Estou constantemente a ouvir as pessoas queixarem-se da falta de espaços para estacionamento mas, quando existem, não os utilizam. Porquê?

Porque isso dá imenso trabalho, não é prático, e perde-se demasiado tempo a fazê-lo.

Em frente à escola da minha filha existe um estacionamento.

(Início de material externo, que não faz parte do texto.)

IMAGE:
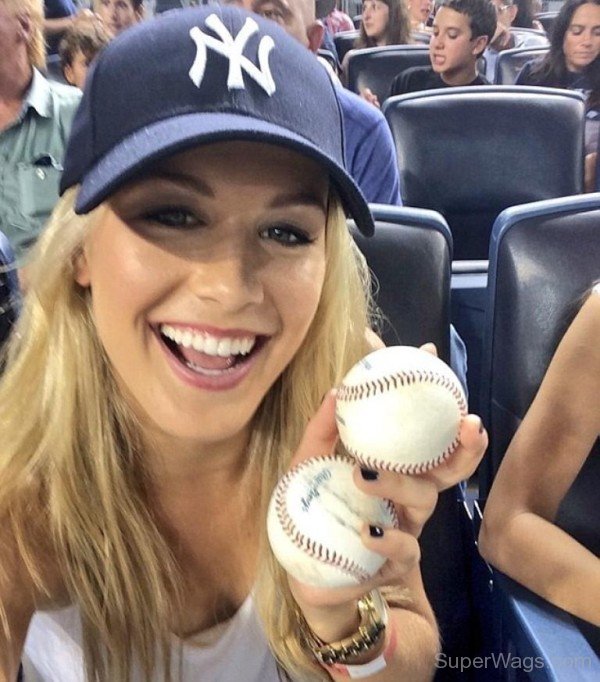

Quando vamos levá-la à escola, são vários os lugares vazios onde se pode estacionar.

No entanto, os paizinhos, mãezinhas e afins, preferem parar em frente ao portão, para que os seus queridos filhos ou netos não tenham que andar meia dúzia de metros.

Mas esses até nem são os casos mais graves.

Piores, são aqueles que param a ocupar a via, para os filhos saírem, muitas vezes em segunda fila e que, como tal, impedem a saída dos que estão correctamente estacionados, dificultam as manobras e atrapalham a circulação dos restantes veículos.

Depois, há aqueles que estacionam no espaço destinado aos deficientes, e às carrinhas escolares.

E isto acontece todos os dias, mesmo sem a "desculpa" do mau tempo! 

O cenário só muda quando, esporadicamente, a Polícia Municipal ou a GNR se lembram de por lá aparecer e passar umas multas.

Só é pena que não o façam todos os dias da semana, para ver se a mentalidade destas pessoas mudava um bocadinho.

Seria tudo muito mais fácil, rápido, e evitavam-se os engarragamentos e a confusão diária, principalmente nas horas mais críticas do dia.

Afinal, para que mais foram feitos os estacionamentos, senão para os veículos?!